El campo tampoco se salva de la tragedia. Sin energía estable, los sistemas de riego fallan, los alimentos se dañan antes de llegar a los mercados y la competitividad se marchita. Mientras la narrativa oficial insiste en una “transición justa”, la realidad rural sigue conectada con diésel, no con paneles solares. El país, que ha recibido más de 18.000 comunidades interesadas en participar en el programa Comunidades Energéticas, no ha puesto en marcha una fracción significativa de los proyectos anunciados. No hay líneas de transmisión nuevas desde La Guajira, ni almacenamiento suficiente, ni inversión privada asegurada.
Lo paradójico es que el problema no es la falta de energía, sino la falta de dirección. El informe de la Contraloría lo resume sin eufemismos: “No hay claridad respecto a la diversificación de fuentes de energía ni a la existencia de una infraestructura robusta.” La gestión estatal parece haber confundido el discurso climático con la planeación técnica. En nombre del cambio, el Gobierno dejó de explorar nuevos yacimientos, pero tampoco aceleró las energías limpias. Resultado: menos producción nacional, más importaciones, menos autonomía y más deuda. La transición, que debía ser un salto hacia el futuro, se volvió un salto al vacío.
Las consecuencias fiscales también se sienten.

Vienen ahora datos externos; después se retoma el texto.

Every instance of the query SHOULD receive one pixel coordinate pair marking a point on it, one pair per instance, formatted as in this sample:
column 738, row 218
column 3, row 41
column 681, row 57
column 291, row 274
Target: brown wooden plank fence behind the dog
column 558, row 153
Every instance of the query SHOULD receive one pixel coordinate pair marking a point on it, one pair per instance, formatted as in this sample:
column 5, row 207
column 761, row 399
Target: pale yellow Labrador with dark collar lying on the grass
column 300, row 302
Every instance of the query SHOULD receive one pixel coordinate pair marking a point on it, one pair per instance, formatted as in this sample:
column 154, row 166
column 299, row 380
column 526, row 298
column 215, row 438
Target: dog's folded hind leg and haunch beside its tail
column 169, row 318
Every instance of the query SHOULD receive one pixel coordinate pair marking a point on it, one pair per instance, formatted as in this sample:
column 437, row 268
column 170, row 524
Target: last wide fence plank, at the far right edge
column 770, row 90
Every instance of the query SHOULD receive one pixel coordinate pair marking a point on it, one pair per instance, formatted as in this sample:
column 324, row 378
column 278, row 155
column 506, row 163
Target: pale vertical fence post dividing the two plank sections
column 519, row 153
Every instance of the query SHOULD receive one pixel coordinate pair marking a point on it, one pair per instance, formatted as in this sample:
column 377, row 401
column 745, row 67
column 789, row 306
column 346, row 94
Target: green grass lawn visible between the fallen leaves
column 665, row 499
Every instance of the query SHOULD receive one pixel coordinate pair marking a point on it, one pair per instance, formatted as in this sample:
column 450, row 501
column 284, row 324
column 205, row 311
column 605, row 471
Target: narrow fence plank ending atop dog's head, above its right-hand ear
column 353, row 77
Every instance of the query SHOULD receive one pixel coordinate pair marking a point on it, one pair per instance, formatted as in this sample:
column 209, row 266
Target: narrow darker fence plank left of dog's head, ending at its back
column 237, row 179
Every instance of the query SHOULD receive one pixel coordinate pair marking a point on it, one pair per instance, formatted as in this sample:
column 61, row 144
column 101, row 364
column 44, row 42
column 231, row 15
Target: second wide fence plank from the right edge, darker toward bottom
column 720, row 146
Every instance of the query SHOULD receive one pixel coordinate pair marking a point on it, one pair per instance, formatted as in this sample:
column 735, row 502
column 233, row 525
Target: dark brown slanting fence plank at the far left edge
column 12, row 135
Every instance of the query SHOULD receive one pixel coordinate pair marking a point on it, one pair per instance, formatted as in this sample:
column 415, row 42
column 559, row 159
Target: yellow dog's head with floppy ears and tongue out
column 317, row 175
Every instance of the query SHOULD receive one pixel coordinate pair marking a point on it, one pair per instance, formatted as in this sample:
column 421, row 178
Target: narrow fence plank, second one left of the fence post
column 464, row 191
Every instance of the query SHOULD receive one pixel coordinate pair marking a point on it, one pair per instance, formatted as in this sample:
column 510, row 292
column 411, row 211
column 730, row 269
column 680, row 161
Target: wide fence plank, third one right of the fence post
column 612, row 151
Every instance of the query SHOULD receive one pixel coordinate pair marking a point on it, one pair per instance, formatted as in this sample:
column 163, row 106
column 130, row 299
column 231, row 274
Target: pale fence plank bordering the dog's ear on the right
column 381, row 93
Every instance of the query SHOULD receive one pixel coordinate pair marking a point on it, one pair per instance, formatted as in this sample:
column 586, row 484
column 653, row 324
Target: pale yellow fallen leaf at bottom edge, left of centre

Con ingresos petroleros a la baja, el Estado debe destinar recursos adicionales para subsidiar servicios públicos sin tener cómo financiarlos. Cada peso que se va a pagar la luz o el gas es un peso menos para educación, salud o inversión territorial. Además, las regalías han caído un 21%, afectando a departamentos productores como Meta, Casanare y La Guajira, que dependen de esos recursos para sus programas de energía y desarrollo local.
Mientras tanto, el ministro Palma insiste en que la solución será la llamada “Ley de Tarifas”, un proyecto que según sus críticos no resuelve el problema estructural de oferta energética, sino que busca intervenir precios a costa de la estabilidad del mercado. No es casualidad que 14 gremios de energía y gas le hayan pedido al Gobierno “medidas urgentes” distintas a ese proyecto. Para ellos, insistir en la ley es una distracción peligrosa frente al riesgo real de racionamiento y a los cuellos de botella en generación y transmisión. Aun así, Palma anunció que pedirá mensaje de urgencia en el Congreso para acelerar su aprobación, desestimando la carta de los gremios.

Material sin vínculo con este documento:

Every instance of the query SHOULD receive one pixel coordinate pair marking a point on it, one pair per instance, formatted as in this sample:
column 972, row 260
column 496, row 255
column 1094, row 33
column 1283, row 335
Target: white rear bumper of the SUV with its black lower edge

En el fondo, lo que la Contraloría describe no es una crisis energética, sino una crisis de Estado. Un Gobierno que no prevé, que no coordina y que no escucha a sus órganos de control está jugando con fuego, o peor, con apagones. La energía debe gobernarse con técnica, planeación y responsabilidad. El país no necesita más leyes de tarifas y discursos sobre soberanía: necesita gestión, planificación y liderazgo real. Necesita una política energética que entienda que sin luz no hay productividad, sin productividad no hay empleo y sin empleo no hay bienestar. Un país sin energía es un país que se apaga, literalmente. Y un gobierno que ignora las advertencias de su propio órgano de control está eligiendo caminar hacia el apagón con los ojos abiertos.